Assistant Professor, Biological Statistics and Computational Biology
Signatures of Selection in 29 Mammals
With the recent completion of 22 new genome assemblies, the number of sequenced placental mammalian (eutherian) species has more than quadrupled, and their total phylogenetic diversity (in neutral substitutions per site) has increased nearly five-fold. These new data provide unprecedented opportunities for phylogenomics, not only in mammals, but in any group of closely related species.
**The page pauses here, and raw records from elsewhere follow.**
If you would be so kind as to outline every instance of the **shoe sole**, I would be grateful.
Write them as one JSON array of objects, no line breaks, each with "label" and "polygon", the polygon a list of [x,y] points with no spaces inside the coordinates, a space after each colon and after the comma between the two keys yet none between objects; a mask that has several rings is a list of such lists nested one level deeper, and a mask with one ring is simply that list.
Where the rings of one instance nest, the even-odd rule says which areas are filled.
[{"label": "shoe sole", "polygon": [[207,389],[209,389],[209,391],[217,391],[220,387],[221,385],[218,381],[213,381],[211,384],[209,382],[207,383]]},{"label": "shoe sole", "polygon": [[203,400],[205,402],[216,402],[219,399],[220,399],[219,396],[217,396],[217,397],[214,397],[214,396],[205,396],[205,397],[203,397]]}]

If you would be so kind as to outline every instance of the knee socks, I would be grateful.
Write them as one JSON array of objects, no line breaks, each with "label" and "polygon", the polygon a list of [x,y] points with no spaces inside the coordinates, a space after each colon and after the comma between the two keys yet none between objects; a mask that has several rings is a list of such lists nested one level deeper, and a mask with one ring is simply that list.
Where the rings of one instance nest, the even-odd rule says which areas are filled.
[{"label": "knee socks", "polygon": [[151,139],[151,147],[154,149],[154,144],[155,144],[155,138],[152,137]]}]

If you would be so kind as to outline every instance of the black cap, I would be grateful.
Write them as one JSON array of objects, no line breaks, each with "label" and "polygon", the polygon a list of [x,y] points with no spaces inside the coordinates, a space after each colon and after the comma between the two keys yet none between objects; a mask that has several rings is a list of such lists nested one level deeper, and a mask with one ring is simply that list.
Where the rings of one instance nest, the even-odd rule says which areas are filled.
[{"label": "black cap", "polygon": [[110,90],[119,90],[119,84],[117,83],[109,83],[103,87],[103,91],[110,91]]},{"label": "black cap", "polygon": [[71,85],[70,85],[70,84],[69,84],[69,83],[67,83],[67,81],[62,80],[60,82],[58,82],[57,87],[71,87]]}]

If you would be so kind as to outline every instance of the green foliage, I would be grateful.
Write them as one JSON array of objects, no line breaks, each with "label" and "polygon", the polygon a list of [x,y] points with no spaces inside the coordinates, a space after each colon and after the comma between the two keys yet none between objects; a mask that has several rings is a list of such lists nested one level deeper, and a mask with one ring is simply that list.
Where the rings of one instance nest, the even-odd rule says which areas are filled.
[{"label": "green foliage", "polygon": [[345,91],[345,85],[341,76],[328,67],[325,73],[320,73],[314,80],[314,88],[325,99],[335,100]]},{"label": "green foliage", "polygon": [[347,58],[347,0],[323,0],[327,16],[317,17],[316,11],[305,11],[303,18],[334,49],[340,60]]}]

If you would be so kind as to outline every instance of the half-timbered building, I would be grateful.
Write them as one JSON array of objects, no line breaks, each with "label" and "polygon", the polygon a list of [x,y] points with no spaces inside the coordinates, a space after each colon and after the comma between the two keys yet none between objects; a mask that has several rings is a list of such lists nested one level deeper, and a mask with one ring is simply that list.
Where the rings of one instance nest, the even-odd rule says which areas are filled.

We have recently developed two new computational methods for detecting signatures of selection in deep comparative genomic data sets, and have applied them to genome-wide alignments of 29 eutherian genome sequences. The first method, called phyloP, can detect possible negative or positive selection at individual sites in mammalian genomes, both across all branches of the phylogeny, or in individual clades or lineages. PhyloP support several statistical tests for conservation or acceleration, and is the basis of a set of new tracks in the UCSC Genome Browser. Preliminary analyses of these tracks reveal new cases of apparent primate-specific acceleration and primate-specific conservation, as well as refined estimates of the share of the genome that is under selection.
The second method, called dmotif, uses a phylogenetic hidden Markov model to detect cases of transcription factor binding site gain or loss along the branches of a phylogeny. Inference is performed by Markov chain Monte Carlo sampling, so that full posterior distributions over binding site histories can be obtained. The method makes use of previously characterized binding site motifs, and is designed to be applied to regions of the genome identified in high- throughput chromatin immunoprecipitation experiments (ChIP-chip, ChIP-PET, or ChIP-seq). We will present preliminary results based on simulated and real data.